The immediate technical success was 100%. Single, double and triple chimneys were performed in 46, 10 and 2 patients, respectively. Overall, 61 target vessels (3 left common carotid arteries, 8 left subclavian arteries, 3 celiac trunks, 3 superior mesenteric arteries, 19 renal arteries and 25 hypogastric arteries) were involved. Post-operative mortality was 0. No neurologic complications were registered. Primary patency rate of the chimney stent/stent graft was 98.3%. Low flow type I endoleak was observed in 4 patients (6.9%). Post-operative chimney graft re-intervention rate was 1.7%. The median follow up was 32±20 months (range 3- 96 months). Overall estimated survival at 12, 50 and 80 months was 100%, 89% and 44%, respectively. Estimated freedom from endoleak at 1, 12, 24 and 36 months was 96.5%, 95%, 95% and 93%, respectively. One HA stent graft occluded at the 3rd month of follow up. No reintervention was performed.

CONCLUSIONS:

Our experience with the chimney technique for aortic aneurysms from the aortic arch to the iliac axis shows promising and durable mid- and long term results.
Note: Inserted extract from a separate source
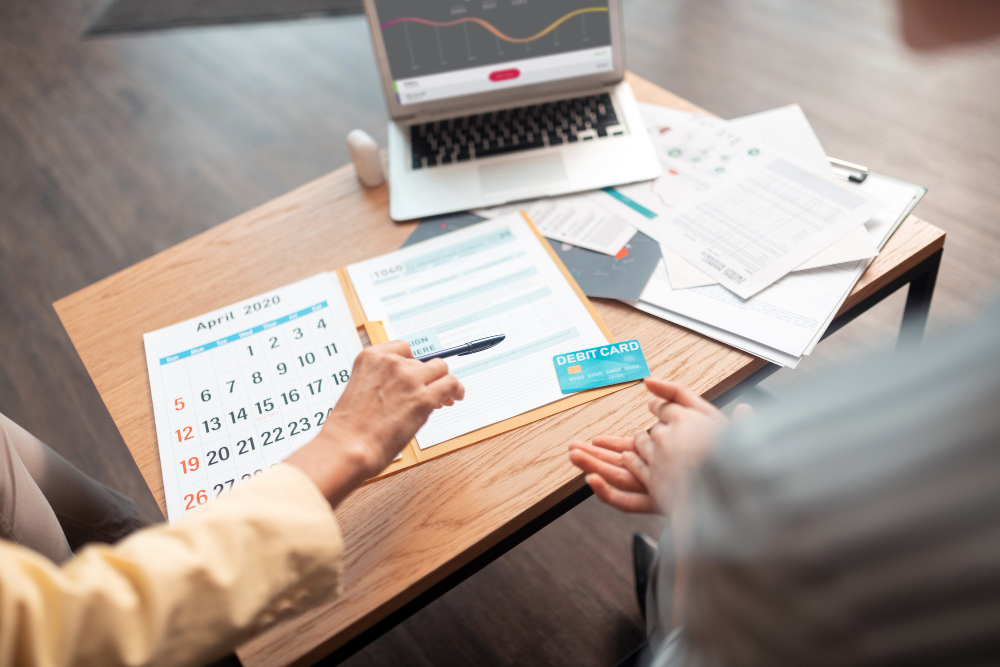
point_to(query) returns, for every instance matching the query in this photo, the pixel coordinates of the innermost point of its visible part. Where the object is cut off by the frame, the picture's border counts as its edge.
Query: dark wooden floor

Endograft oversizing, associated with the chimney graft diameter and length choice remain fundamental to reduce the risk of the most frequent procedure complications: type I endoleak and CG occlusion.The wider use of this technique should be justified in patients considered at high risk for open repair and/or not suitable for the custom-made branched/fenestrated endografts.